そうなのだ。無人帽子店と同じように監視カメラが露骨にとりつけてある。「いつも監視・記録していますよ」と主張しているようにも映る。その存在に気づくと、急に鼻白んでしまう。
路上のテイクアウト専門店にも監視カメラがとりつけられているのかもしれない。しかしそこでコーヒーを頼むとき、監視カメラがあることを忘れている。人がいる店は、監視カメラの存在感が薄いのだ。しかし無人店は違う。
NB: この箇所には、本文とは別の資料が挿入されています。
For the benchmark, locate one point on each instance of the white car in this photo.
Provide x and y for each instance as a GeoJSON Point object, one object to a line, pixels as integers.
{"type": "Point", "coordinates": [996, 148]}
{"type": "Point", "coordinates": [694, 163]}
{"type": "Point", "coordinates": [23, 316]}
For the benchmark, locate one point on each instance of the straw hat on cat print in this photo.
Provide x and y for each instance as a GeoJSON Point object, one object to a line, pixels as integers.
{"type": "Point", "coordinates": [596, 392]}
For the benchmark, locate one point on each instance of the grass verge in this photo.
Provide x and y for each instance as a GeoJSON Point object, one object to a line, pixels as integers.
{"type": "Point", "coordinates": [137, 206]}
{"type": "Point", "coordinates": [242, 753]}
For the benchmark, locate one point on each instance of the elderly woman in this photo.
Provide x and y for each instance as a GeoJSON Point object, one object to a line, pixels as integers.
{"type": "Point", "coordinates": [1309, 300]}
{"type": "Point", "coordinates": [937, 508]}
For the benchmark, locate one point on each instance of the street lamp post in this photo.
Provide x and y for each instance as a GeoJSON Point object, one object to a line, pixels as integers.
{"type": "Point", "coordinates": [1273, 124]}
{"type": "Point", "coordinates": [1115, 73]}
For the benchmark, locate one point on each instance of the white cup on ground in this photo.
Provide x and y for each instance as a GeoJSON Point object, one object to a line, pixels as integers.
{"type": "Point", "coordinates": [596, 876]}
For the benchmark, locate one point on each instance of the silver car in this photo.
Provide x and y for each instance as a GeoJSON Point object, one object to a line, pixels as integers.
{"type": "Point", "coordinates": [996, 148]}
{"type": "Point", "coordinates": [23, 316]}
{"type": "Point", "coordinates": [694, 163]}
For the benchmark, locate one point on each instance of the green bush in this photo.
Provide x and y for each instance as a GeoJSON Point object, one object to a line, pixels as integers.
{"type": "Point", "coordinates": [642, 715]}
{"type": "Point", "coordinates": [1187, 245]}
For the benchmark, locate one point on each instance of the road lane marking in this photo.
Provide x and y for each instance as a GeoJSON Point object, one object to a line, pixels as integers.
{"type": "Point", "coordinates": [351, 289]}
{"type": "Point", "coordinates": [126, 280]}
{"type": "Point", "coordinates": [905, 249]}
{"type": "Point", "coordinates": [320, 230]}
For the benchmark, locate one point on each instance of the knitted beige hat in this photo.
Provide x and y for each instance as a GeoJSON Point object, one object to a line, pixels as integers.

無人だからいたし方ないかとは思うが、このカメラ群のなかではどうしても萎縮してしまう。
コーヒーマシンがつくるコーヒーはどんな味なのか……好奇心もあり、飲んでみることにした。アイスコーヒーをふたつ頼み、マシンの右側にあるカード挿入口に僕のクレジットカードを入れてみた。
……ん?
反応がない。しばらくするとカードが戻ってきてしまった。なぜだろうか。もう1回、カードを挿入してみた。同じだった。
無人店には人がいない。当然、現金払いはできない。そこでカードを受けつけてくれないとコーヒーを買うことができないのだ。
なぜカードを受けつけないのか、訊く人もいない。メールや電話で問い合わせるしかないのだろう。
知人のカードを入れてみた。問題なく機械は受けつけ、コップがコロンと出てくると、そこに氷が入り、コーヒーが注がれた。